Mohamed al Fayed won a court battle Friday to have a jury preside over the inquest into the deaths of Princess Diana and his son Dodi Fayed.
In an unusual ruling, three senior judges at London’s High Court overturned a decision by the deputy royal coroner Dame Elizabeth Butler-Sloss that she would sit alone without a jury. The judges decided that the coroner would hear the inquest and “shall do so sitting with a jury.”
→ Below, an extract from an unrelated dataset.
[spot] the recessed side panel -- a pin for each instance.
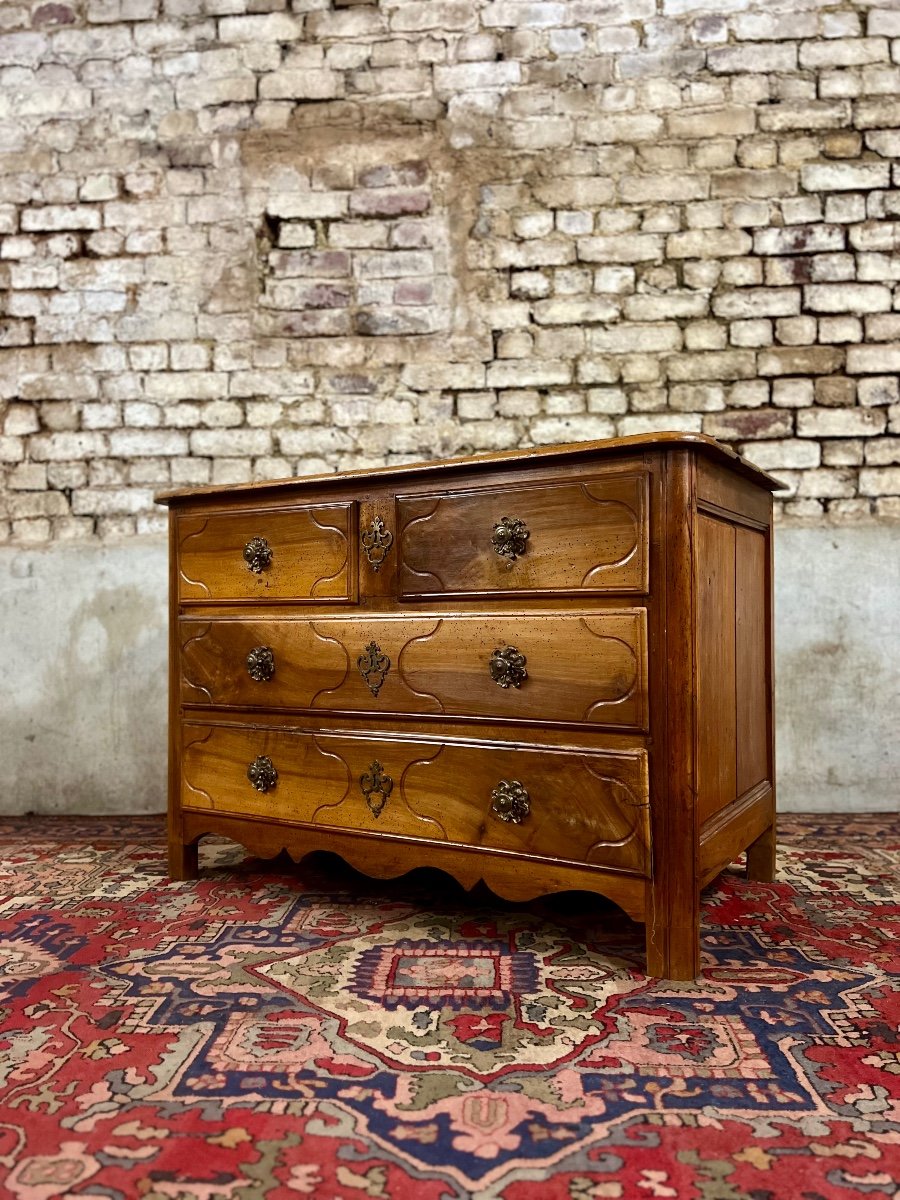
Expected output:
(750, 658)
(717, 715)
Earlier this week, lawyers had challenged a Butler-Sloss’ decision, arguing her decision to act alone gave the appearance of impropriety. The legal appeal was launched by al Fayed along with the family of the couple’s chauffeur and lawyers for the al Fayed-owned Ritz hotel in Paris
Mohamed al Fayed, the millionaire owner of the Harrods department store, was dissatisfied with Dame Elizabeth Butler-Sloss’ decision that she would hear evidence and determine what caused the deaths of Diana and Dodi.
The lawyer for the Ritz, Michael Beloff, argued that because Butler-Sloss had been the deputy coroner of the Queen’s Household, there would be the perception that she “lacked independence,” to assess the allegation that Diana and Fayed had been murdered.
Inquest expected to begin in May
Butler-Sloss, Britain’s former top female judge and a member of the House of Lords, made the decision last month to sit alone during the inquest, which is expected to begin in May. Butler-Sloss said in her January decision that a jury could find it difficult to cope with the volume and detail of the evidence.
The inquests could only begin after the investigations into the August 1997 deaths of Diana and Fayed, was complete. A two-year French investigation, a three-year Metropolitan Police inquiry and repeated legal action by al Fayed have delayed the inquest by nearly 10 years.
Diana, 36, and Fayed, 42, were killed along with chauffeur Henri Paul when their Mercedes crashed in Paris’ Pont d’Alma tunnel. The only survivor, bodyguard Trevor Rees — formerly known as Rees-Jones — was badly hurt.
Al Fayed’s legal team had pressed the judge to call a jury, saying it was the only way the public would be satisfied that proper care was taken over the issues surrounding the crash.